You could answer to your own question by reading the javadocs for HashMap. "Read the javadocs" is an important lesson that every beginner in Java should learn and remember.
In this case, the javadocs will show you 3 methods that could be useful:
The keys() method returns a collection consisting of the keys in the table.
The values() method returns a collection consisting of the values in the table.
The entries() method returns a collection representing the key/value pairs in the table.
You can iterate these collections as any other collection. There are examples in the other answers.
However, I get the impression that your application is multi-threaded. If that is the case the there are two other problems that you need to deal with to make your program reliable:
If two or more threads could use the same object or data structure, they need to take the necessary steps to ensure that they are properly synchronized. If they don't then there is a non-zero probability that some sequence of operations will result in the data structure being put into an inconsistent state, or that one or more threads will see an inconsistent state (due to memory caches, values saved in registers, etc).
If one thread is using one of a HashMap's collection iterators and another adds or removes an entry, then the first one is likely to get a ConcurrentModificationException.

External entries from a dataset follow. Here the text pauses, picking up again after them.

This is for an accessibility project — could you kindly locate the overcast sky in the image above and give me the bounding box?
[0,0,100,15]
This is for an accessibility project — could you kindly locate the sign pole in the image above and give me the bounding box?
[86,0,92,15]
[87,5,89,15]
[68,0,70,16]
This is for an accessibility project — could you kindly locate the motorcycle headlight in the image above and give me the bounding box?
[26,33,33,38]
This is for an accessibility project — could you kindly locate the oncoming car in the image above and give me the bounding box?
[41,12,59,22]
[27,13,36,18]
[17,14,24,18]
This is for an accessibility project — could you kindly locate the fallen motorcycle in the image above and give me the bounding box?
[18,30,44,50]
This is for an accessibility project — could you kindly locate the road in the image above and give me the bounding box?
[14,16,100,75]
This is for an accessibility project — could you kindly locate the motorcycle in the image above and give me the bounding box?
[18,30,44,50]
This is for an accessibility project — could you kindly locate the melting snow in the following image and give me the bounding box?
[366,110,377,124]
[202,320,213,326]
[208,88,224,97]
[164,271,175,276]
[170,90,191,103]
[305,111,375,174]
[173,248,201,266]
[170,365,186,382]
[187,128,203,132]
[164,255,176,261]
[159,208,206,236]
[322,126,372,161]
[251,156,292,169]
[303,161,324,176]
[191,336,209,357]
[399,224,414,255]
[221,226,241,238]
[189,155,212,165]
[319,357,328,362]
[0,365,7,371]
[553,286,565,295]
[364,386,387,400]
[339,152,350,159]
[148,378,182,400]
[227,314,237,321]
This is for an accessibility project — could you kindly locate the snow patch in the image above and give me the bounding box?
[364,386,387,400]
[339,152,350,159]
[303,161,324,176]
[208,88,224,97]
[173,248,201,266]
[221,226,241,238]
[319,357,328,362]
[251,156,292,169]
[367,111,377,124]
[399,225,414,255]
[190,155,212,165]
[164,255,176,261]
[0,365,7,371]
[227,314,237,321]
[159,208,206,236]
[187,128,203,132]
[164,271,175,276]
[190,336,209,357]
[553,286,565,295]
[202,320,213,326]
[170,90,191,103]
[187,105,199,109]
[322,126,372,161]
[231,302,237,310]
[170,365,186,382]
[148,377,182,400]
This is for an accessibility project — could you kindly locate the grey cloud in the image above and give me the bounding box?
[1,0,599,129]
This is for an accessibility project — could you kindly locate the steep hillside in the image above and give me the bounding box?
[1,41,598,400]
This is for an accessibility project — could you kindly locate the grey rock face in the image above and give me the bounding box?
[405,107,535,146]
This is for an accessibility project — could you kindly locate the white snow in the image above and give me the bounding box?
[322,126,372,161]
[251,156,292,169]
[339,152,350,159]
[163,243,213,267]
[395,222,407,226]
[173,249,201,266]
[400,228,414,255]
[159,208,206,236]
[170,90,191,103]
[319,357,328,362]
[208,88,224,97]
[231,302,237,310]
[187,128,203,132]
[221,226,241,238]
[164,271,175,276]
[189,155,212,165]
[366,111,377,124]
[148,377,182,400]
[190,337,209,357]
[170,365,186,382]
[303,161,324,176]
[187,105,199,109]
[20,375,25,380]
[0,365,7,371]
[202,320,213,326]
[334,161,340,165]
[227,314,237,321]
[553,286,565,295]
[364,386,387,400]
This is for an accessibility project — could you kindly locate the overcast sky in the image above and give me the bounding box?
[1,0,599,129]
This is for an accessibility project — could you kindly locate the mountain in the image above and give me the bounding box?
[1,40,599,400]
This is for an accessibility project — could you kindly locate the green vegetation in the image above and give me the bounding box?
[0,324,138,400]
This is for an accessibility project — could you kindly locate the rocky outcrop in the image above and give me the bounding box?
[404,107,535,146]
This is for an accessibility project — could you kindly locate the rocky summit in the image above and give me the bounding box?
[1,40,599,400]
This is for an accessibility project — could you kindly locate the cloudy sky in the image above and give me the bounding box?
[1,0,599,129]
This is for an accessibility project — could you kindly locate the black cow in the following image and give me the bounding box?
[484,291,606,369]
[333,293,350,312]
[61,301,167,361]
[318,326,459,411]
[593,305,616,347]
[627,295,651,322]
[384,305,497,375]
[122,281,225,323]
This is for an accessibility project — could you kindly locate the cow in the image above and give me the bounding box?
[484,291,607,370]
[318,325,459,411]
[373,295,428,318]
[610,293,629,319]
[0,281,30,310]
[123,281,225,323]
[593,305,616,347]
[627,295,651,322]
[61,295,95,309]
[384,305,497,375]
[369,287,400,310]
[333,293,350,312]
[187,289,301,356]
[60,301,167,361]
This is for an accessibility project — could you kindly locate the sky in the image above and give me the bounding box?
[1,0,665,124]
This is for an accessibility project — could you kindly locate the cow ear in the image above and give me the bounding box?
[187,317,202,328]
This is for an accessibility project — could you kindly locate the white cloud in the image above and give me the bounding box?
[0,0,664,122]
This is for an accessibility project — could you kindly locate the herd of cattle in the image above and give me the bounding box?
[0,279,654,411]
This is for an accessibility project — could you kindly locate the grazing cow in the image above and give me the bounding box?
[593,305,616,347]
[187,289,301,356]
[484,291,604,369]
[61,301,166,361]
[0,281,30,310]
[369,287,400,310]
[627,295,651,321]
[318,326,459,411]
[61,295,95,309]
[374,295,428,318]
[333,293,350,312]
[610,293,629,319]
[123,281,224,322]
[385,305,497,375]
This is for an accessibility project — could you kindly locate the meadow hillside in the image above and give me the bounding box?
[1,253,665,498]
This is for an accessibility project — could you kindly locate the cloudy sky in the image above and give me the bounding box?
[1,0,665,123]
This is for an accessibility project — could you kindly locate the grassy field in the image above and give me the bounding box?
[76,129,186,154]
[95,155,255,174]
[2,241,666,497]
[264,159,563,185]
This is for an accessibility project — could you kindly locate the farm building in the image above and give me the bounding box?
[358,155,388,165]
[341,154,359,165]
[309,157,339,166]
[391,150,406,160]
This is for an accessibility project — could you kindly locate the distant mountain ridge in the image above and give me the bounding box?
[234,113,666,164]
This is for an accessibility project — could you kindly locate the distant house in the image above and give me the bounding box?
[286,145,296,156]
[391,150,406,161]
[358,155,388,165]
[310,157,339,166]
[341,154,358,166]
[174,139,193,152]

If you solve the above two problems by locking out all other operations on the HashMap while your "send to all" operation is going on, you are unintentionally creating a performance bottleneck. Basically, everything else stops until the operation has finished. You get a similar effect (but on a finer scale) if you simply put a synchronization wrapper around the HashMap.
You need to read and learn about these things. (And there's far too much to explain in a single SO Answer). A simple (but not universal) solution to all 3 problems that probably will work in your use-case it to use a ConcurrentHashMap instead of a plain HashMap.
I can send messages just looking for a nick in the Hashtable, but how can I send it to all the people?
Then do the same for all nicknames in the hash table:
for (String name : yourTable.keySet())
yourTable.get(name).send("your message");
or, alternatively:
for (Connection conn : yourTable.values())
conn.send("your message");
You can iterate over all the values in the Hashtable and do what you wish to all of them:
Map<String, Connection> users;
for (Connection connection : users.values()) {
// Send the message to each Socket here.
}
Hashtable has keySet() which returns all key entries in that table. I am posting this from mobile, couldnt get you example link. If you want all connection list you can use entrySet().